Nina (Barbara Sukowa) und Madeleine (Martine Chevallier) sind seit Jahrzehnten Nachbarn im obersten Stockwerk. Die beiden Tür an Tür lebenden gehen zwischen den Wohnungen hin und her, geniessen und teilen die Freuden des täglichen Lebens. Als Madeleine einen Schlaganfall erleidet und dadurch eine starke körperliche Einschränkung erfährt, stellt dies die Beziehung der beiden auf den Kopf. Durch einen vorherigen Streit ist Nina im Zwiespalt: Gespalten zwischen dem Respekt vor Madeleine, diese nicht versehentlich und gegen ihren Willen vor ihrer Familie zu outen, die nichts über die beiden Liebenden und ihre Zukunftspläne weiss, und der Gewohnheit, die Gesellschaft der anderen und das Bett zu teilen.
Die grösste Herausforderung ist die strenge Pflegekraft von Mado, die rund um die Uhr dafür sorgt, dass Nina keine Zeit mit Madeleine verbringen kann. Dies bringt sie in die Situation, die Arbeit der Pflegerin zu sabotieren, um zumindest ein wenig Zeit mit Madeleine verbringen zu können.
Hauptdarstellerin Martine Chevallier überzeugt wortkarg durch ihre ausdrucksstarke Darstellung und reagiert auf die sensiblen Versuche von Barbara Sukowa, Madeleine wieder in ihr gewohntes Leben zu führen. Die beiden gegensätzlichen Rollen erzeugen ein grossartiges dynamisches Spiel: Zwischen dem Charakter der Mado, welche sich introvertiert positioniert und sich immer gezwungen sah ihre Gefühle zurückzuhalten und der stark entschlossenen Kämpferin Nina, die Mado die Türen zu einer selbstbestimmten und unabhängigen Zukunft öffnet. Die stark ausgedehnte Spannungskurve lässt einen auf das Ende hinfiebern, lässt jedoch deutlich auf sich warten. Die simple Geschichte passioniert mit authentischen Gefühlen und Intimität. Faszinierend sind die gekonnt eingesetzten audiovisuelle Elemente, indem der Föhn beim Friseur wie ein startendes Flugzeug klingt.
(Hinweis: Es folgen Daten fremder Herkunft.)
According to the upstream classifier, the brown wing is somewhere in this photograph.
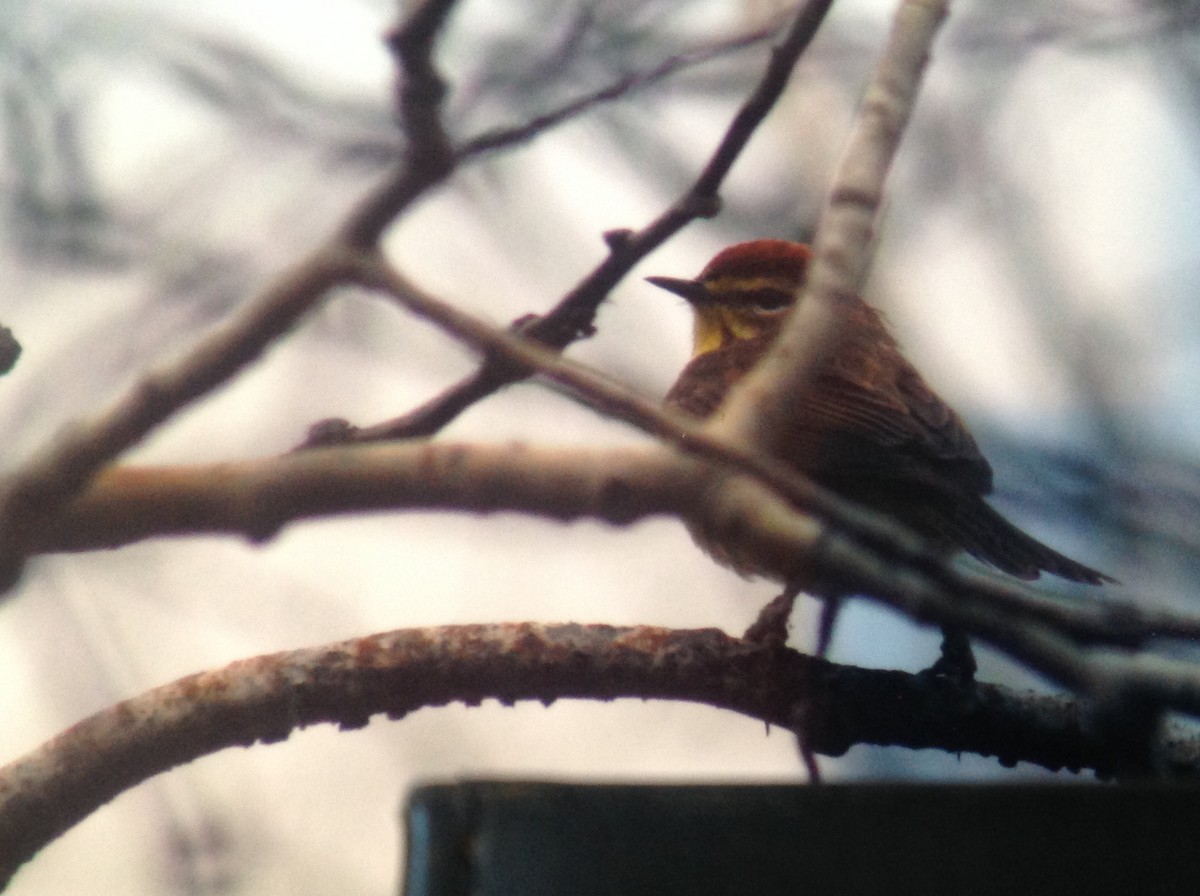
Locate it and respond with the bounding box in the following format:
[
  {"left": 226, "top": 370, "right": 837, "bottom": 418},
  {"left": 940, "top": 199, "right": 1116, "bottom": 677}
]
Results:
[
  {"left": 803, "top": 312, "right": 993, "bottom": 494},
  {"left": 666, "top": 302, "right": 994, "bottom": 496},
  {"left": 792, "top": 359, "right": 994, "bottom": 496},
  {"left": 665, "top": 302, "right": 1113, "bottom": 584}
]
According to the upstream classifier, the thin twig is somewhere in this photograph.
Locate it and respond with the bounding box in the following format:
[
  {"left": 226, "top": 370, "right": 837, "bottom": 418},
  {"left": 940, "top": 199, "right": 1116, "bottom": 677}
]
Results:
[
  {"left": 459, "top": 17, "right": 787, "bottom": 157},
  {"left": 337, "top": 0, "right": 461, "bottom": 248}
]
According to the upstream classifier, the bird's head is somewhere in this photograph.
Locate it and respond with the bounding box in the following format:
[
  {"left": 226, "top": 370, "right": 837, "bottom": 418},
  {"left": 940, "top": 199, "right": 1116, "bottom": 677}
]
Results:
[{"left": 647, "top": 239, "right": 811, "bottom": 357}]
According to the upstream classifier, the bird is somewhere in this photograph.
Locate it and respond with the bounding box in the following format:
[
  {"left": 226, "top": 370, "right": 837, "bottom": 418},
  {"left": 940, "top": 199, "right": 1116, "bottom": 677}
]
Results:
[{"left": 647, "top": 239, "right": 1112, "bottom": 675}]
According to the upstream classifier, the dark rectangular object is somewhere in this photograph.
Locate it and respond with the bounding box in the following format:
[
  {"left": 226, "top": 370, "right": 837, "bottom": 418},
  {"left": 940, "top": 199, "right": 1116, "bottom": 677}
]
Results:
[{"left": 402, "top": 781, "right": 1197, "bottom": 895}]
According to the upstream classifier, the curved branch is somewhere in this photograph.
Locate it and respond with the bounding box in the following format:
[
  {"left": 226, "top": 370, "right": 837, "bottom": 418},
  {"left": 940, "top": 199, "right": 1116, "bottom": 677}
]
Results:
[
  {"left": 3, "top": 622, "right": 1190, "bottom": 887},
  {"left": 25, "top": 431, "right": 1200, "bottom": 729}
]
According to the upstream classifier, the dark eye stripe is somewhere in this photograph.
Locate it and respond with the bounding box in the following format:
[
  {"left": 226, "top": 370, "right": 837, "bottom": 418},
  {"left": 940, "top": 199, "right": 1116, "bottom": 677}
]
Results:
[
  {"left": 746, "top": 287, "right": 795, "bottom": 311},
  {"left": 702, "top": 275, "right": 800, "bottom": 310}
]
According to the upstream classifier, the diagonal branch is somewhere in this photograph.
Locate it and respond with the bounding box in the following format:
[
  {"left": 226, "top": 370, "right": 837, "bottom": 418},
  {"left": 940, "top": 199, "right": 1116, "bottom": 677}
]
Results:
[
  {"left": 0, "top": 249, "right": 359, "bottom": 589},
  {"left": 712, "top": 0, "right": 952, "bottom": 452},
  {"left": 305, "top": 0, "right": 838, "bottom": 446},
  {"left": 3, "top": 622, "right": 1193, "bottom": 886},
  {"left": 0, "top": 0, "right": 470, "bottom": 591}
]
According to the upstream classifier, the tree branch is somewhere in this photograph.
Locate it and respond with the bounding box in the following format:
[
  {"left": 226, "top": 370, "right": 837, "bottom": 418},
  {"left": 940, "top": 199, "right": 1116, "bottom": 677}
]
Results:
[
  {"left": 0, "top": 0, "right": 472, "bottom": 590},
  {"left": 0, "top": 249, "right": 359, "bottom": 588},
  {"left": 337, "top": 0, "right": 460, "bottom": 248},
  {"left": 3, "top": 622, "right": 1192, "bottom": 887},
  {"left": 23, "top": 444, "right": 693, "bottom": 552},
  {"left": 458, "top": 17, "right": 788, "bottom": 158},
  {"left": 305, "top": 0, "right": 839, "bottom": 446},
  {"left": 713, "top": 0, "right": 951, "bottom": 452}
]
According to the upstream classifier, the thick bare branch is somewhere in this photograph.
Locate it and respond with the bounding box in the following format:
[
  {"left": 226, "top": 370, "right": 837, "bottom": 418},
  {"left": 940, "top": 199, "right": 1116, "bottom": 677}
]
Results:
[
  {"left": 3, "top": 622, "right": 1191, "bottom": 886},
  {"left": 24, "top": 444, "right": 693, "bottom": 552}
]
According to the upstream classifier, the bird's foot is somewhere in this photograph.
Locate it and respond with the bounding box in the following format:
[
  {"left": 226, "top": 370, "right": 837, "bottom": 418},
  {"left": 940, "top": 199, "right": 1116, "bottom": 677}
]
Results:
[
  {"left": 813, "top": 596, "right": 843, "bottom": 658},
  {"left": 744, "top": 587, "right": 799, "bottom": 647},
  {"left": 923, "top": 627, "right": 977, "bottom": 685}
]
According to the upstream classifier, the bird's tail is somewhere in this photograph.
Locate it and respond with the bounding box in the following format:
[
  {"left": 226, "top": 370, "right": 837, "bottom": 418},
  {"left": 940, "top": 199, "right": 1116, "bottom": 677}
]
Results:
[{"left": 916, "top": 495, "right": 1115, "bottom": 585}]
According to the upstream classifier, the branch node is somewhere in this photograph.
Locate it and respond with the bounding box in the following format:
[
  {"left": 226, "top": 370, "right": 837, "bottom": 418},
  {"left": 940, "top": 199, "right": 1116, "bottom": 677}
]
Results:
[
  {"left": 301, "top": 418, "right": 360, "bottom": 449},
  {"left": 684, "top": 194, "right": 722, "bottom": 219},
  {"left": 603, "top": 228, "right": 635, "bottom": 251}
]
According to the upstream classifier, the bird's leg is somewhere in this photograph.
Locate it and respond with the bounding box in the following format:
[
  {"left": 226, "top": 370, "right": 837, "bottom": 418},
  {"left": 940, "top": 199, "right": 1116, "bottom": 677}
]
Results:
[
  {"left": 814, "top": 595, "right": 843, "bottom": 658},
  {"left": 794, "top": 725, "right": 822, "bottom": 783},
  {"left": 743, "top": 583, "right": 801, "bottom": 646},
  {"left": 743, "top": 584, "right": 823, "bottom": 780},
  {"left": 925, "top": 626, "right": 977, "bottom": 684}
]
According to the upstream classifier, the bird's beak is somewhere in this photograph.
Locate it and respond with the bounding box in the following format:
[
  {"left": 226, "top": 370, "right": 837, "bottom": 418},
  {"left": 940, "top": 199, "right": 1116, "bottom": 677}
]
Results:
[{"left": 645, "top": 275, "right": 710, "bottom": 305}]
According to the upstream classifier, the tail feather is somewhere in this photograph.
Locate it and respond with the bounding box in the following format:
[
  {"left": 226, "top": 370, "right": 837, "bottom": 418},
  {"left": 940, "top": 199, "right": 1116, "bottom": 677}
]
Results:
[
  {"left": 915, "top": 495, "right": 1115, "bottom": 585},
  {"left": 827, "top": 476, "right": 1115, "bottom": 585}
]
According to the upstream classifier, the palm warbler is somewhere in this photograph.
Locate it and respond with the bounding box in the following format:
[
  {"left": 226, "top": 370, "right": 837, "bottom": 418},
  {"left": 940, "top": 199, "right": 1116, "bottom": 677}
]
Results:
[{"left": 649, "top": 239, "right": 1111, "bottom": 668}]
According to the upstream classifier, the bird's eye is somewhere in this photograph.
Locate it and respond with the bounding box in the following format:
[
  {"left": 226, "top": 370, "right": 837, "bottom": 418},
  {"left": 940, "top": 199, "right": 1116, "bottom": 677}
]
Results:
[{"left": 747, "top": 287, "right": 795, "bottom": 312}]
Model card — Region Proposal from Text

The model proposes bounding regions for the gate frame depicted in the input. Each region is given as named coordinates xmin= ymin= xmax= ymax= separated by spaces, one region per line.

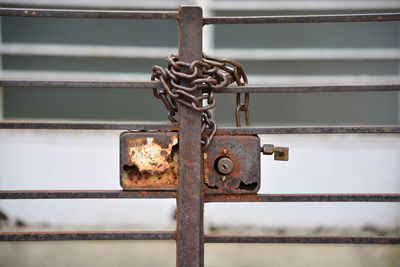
xmin=0 ymin=5 xmax=400 ymax=267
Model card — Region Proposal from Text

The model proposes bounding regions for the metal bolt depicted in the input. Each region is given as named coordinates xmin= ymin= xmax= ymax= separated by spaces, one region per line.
xmin=222 ymin=149 xmax=228 ymax=154
xmin=261 ymin=144 xmax=274 ymax=155
xmin=216 ymin=157 xmax=234 ymax=175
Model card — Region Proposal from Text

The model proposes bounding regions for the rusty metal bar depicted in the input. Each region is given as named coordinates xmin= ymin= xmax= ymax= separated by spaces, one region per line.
xmin=205 ymin=235 xmax=400 ymax=244
xmin=2 ymin=122 xmax=397 ymax=134
xmin=0 ymin=190 xmax=176 ymax=199
xmin=176 ymin=6 xmax=204 ymax=267
xmin=2 ymin=80 xmax=399 ymax=93
xmin=0 ymin=120 xmax=176 ymax=130
xmin=0 ymin=7 xmax=178 ymax=19
xmin=205 ymin=193 xmax=400 ymax=202
xmin=2 ymin=232 xmax=398 ymax=244
xmin=2 ymin=80 xmax=400 ymax=93
xmin=0 ymin=231 xmax=176 ymax=241
xmin=0 ymin=80 xmax=161 ymax=88
xmin=204 ymin=13 xmax=400 ymax=25
xmin=2 ymin=191 xmax=399 ymax=202
xmin=215 ymin=84 xmax=400 ymax=94
xmin=216 ymin=125 xmax=400 ymax=135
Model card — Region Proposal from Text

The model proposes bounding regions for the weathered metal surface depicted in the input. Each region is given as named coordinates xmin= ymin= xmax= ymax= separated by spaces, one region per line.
xmin=176 ymin=6 xmax=204 ymax=267
xmin=214 ymin=84 xmax=400 ymax=93
xmin=1 ymin=121 xmax=398 ymax=134
xmin=0 ymin=7 xmax=178 ymax=19
xmin=2 ymin=231 xmax=399 ymax=244
xmin=120 ymin=132 xmax=178 ymax=190
xmin=0 ymin=190 xmax=176 ymax=199
xmin=120 ymin=132 xmax=260 ymax=192
xmin=0 ymin=231 xmax=176 ymax=241
xmin=1 ymin=231 xmax=399 ymax=244
xmin=216 ymin=125 xmax=400 ymax=135
xmin=1 ymin=191 xmax=400 ymax=201
xmin=205 ymin=235 xmax=400 ymax=244
xmin=204 ymin=135 xmax=260 ymax=194
xmin=204 ymin=13 xmax=400 ymax=24
xmin=0 ymin=120 xmax=177 ymax=130
xmin=1 ymin=80 xmax=400 ymax=93
xmin=205 ymin=193 xmax=400 ymax=202
xmin=2 ymin=191 xmax=400 ymax=203
xmin=0 ymin=79 xmax=161 ymax=88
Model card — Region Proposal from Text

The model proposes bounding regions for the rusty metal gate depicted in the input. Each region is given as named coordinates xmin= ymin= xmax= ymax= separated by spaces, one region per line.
xmin=1 ymin=5 xmax=400 ymax=267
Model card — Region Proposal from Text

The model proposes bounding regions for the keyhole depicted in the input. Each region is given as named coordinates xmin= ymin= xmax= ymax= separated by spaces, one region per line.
xmin=215 ymin=156 xmax=233 ymax=175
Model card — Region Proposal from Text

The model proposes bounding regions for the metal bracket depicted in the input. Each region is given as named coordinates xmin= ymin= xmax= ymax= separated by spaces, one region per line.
xmin=203 ymin=135 xmax=260 ymax=194
xmin=120 ymin=132 xmax=178 ymax=190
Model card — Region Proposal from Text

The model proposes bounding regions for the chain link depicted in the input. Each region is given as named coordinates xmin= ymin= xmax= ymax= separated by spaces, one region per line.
xmin=235 ymin=92 xmax=250 ymax=127
xmin=152 ymin=52 xmax=249 ymax=149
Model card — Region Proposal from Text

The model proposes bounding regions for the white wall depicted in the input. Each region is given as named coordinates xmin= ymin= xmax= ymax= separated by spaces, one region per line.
xmin=0 ymin=130 xmax=399 ymax=230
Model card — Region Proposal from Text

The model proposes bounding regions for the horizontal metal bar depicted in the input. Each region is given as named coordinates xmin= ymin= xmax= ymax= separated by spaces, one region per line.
xmin=205 ymin=194 xmax=400 ymax=202
xmin=0 ymin=7 xmax=178 ymax=19
xmin=2 ymin=123 xmax=397 ymax=134
xmin=0 ymin=0 xmax=181 ymax=10
xmin=246 ymin=75 xmax=400 ymax=86
xmin=204 ymin=13 xmax=400 ymax=25
xmin=0 ymin=70 xmax=150 ymax=81
xmin=3 ymin=71 xmax=399 ymax=85
xmin=205 ymin=235 xmax=400 ymax=244
xmin=3 ymin=0 xmax=400 ymax=11
xmin=0 ymin=43 xmax=177 ymax=59
xmin=0 ymin=120 xmax=177 ymax=130
xmin=0 ymin=231 xmax=176 ymax=241
xmin=0 ymin=190 xmax=176 ymax=199
xmin=212 ymin=1 xmax=400 ymax=11
xmin=0 ymin=80 xmax=161 ymax=88
xmin=215 ymin=48 xmax=400 ymax=61
xmin=2 ymin=80 xmax=399 ymax=93
xmin=216 ymin=126 xmax=400 ymax=135
xmin=1 ymin=232 xmax=398 ymax=243
xmin=2 ymin=191 xmax=398 ymax=202
xmin=217 ymin=84 xmax=400 ymax=93
xmin=3 ymin=44 xmax=400 ymax=61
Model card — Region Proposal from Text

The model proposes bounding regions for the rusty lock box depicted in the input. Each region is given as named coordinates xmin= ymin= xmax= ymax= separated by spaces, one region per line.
xmin=120 ymin=132 xmax=260 ymax=194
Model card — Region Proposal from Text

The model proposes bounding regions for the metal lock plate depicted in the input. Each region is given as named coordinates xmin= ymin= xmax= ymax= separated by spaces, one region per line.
xmin=203 ymin=135 xmax=260 ymax=194
xmin=120 ymin=132 xmax=178 ymax=190
xmin=120 ymin=132 xmax=260 ymax=194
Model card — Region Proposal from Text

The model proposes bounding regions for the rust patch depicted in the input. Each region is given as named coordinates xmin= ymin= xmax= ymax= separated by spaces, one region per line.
xmin=128 ymin=135 xmax=178 ymax=173
xmin=120 ymin=132 xmax=178 ymax=190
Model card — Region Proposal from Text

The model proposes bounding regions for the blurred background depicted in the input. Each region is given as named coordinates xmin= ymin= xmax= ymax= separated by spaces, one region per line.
xmin=0 ymin=0 xmax=399 ymax=266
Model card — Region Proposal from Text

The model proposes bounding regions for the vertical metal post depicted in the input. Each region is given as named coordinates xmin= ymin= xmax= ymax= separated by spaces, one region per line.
xmin=176 ymin=5 xmax=204 ymax=267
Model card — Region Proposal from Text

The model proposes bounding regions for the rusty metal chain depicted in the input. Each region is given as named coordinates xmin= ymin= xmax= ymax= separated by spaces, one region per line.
xmin=151 ymin=52 xmax=249 ymax=149
xmin=235 ymin=92 xmax=250 ymax=127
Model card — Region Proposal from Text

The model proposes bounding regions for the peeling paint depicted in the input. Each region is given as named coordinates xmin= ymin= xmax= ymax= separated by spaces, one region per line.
xmin=120 ymin=132 xmax=178 ymax=190
xmin=128 ymin=135 xmax=178 ymax=173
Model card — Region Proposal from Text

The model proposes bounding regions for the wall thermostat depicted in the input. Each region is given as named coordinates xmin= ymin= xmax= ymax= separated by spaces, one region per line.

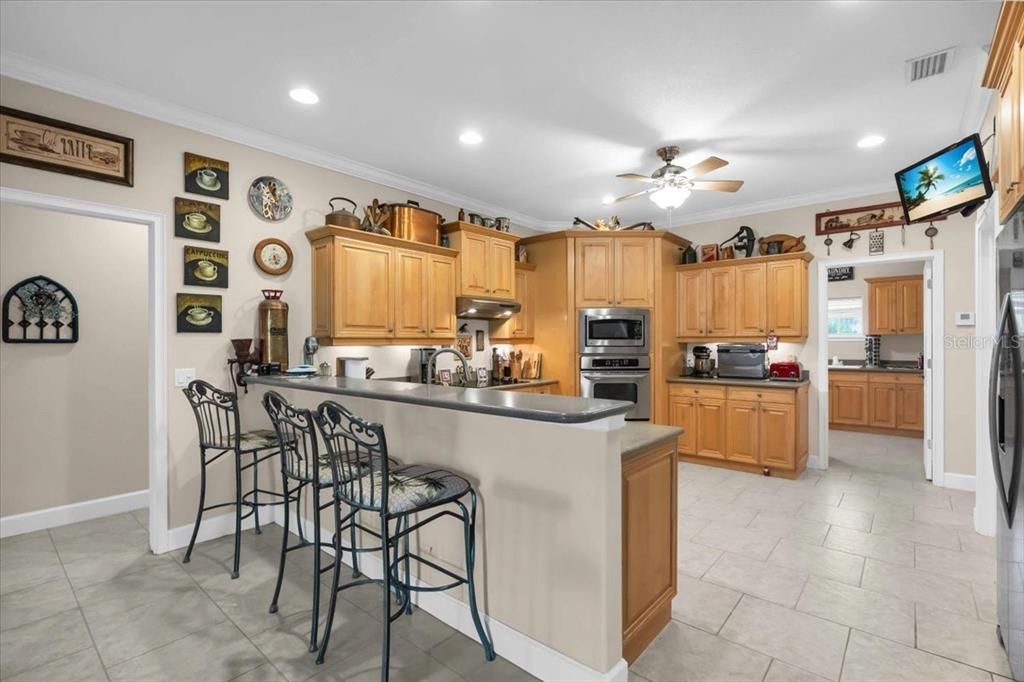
xmin=956 ymin=312 xmax=975 ymax=327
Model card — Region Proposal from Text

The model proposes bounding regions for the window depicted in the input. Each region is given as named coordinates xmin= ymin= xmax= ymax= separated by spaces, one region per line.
xmin=827 ymin=297 xmax=864 ymax=339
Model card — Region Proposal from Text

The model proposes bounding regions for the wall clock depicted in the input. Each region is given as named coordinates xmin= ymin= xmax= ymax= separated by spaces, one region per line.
xmin=253 ymin=238 xmax=293 ymax=276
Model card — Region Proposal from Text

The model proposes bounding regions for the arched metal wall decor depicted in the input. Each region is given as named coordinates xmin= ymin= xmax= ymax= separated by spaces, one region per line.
xmin=2 ymin=275 xmax=79 ymax=343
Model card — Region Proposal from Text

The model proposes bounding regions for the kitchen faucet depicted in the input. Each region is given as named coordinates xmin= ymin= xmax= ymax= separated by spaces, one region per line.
xmin=427 ymin=347 xmax=470 ymax=386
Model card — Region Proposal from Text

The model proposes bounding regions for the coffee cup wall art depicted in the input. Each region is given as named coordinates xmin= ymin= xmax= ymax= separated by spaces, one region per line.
xmin=183 ymin=246 xmax=228 ymax=288
xmin=184 ymin=152 xmax=229 ymax=200
xmin=174 ymin=197 xmax=221 ymax=242
xmin=176 ymin=293 xmax=222 ymax=333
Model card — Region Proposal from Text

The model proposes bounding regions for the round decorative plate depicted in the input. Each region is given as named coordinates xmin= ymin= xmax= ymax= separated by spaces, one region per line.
xmin=248 ymin=176 xmax=293 ymax=222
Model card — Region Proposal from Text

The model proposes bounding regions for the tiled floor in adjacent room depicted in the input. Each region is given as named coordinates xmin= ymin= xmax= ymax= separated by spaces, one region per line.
xmin=632 ymin=430 xmax=1010 ymax=682
xmin=0 ymin=508 xmax=536 ymax=682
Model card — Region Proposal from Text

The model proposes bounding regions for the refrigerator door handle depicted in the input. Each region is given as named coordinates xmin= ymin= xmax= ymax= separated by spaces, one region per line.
xmin=990 ymin=294 xmax=1014 ymax=525
xmin=1004 ymin=294 xmax=1023 ymax=526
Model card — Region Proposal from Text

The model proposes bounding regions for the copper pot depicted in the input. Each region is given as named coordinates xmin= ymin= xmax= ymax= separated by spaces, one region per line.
xmin=385 ymin=200 xmax=443 ymax=245
xmin=325 ymin=197 xmax=362 ymax=229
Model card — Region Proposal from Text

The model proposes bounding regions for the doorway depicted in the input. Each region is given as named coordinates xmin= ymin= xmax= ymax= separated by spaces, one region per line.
xmin=815 ymin=251 xmax=946 ymax=485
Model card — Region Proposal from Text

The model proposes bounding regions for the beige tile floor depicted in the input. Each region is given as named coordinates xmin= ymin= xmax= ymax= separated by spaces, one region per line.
xmin=0 ymin=508 xmax=536 ymax=682
xmin=632 ymin=430 xmax=1011 ymax=682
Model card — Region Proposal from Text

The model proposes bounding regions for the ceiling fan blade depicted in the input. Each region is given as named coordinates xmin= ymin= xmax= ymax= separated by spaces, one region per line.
xmin=615 ymin=173 xmax=655 ymax=183
xmin=613 ymin=188 xmax=654 ymax=203
xmin=690 ymin=180 xmax=744 ymax=192
xmin=684 ymin=156 xmax=729 ymax=178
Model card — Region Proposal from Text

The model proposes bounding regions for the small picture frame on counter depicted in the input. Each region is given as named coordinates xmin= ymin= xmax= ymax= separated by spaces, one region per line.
xmin=437 ymin=369 xmax=452 ymax=386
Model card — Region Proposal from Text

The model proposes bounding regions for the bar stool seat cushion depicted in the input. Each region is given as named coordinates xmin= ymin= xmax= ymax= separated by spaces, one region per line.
xmin=238 ymin=429 xmax=284 ymax=451
xmin=317 ymin=455 xmax=401 ymax=486
xmin=351 ymin=465 xmax=470 ymax=515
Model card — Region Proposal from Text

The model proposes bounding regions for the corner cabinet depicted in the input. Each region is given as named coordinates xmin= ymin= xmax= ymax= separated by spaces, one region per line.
xmin=575 ymin=236 xmax=655 ymax=307
xmin=490 ymin=262 xmax=536 ymax=341
xmin=983 ymin=2 xmax=1024 ymax=223
xmin=675 ymin=253 xmax=811 ymax=342
xmin=866 ymin=276 xmax=923 ymax=335
xmin=439 ymin=222 xmax=518 ymax=301
xmin=306 ymin=226 xmax=458 ymax=345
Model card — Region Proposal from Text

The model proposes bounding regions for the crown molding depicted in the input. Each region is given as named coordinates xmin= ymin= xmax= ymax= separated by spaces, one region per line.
xmin=0 ymin=50 xmax=549 ymax=231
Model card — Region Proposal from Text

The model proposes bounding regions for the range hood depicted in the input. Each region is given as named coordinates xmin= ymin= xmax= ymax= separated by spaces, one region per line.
xmin=456 ymin=297 xmax=521 ymax=320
Sehenswert ist das mitreissende Drama allein schon deswegen, da die Thematik «Coming-out», Zugehörigkeit und zu sich selbst stehen, auf sensible und bescheidene Weise imaginiert wird. Das Werk von Regisseur und Co-Autor Filippo Meneghetti ist eine Mischung aus «Greta» und «Die Erbinnen», wenn späte sexuelle Selbstentfaltung auf eine eingelebte lesbische Beziehung treffen.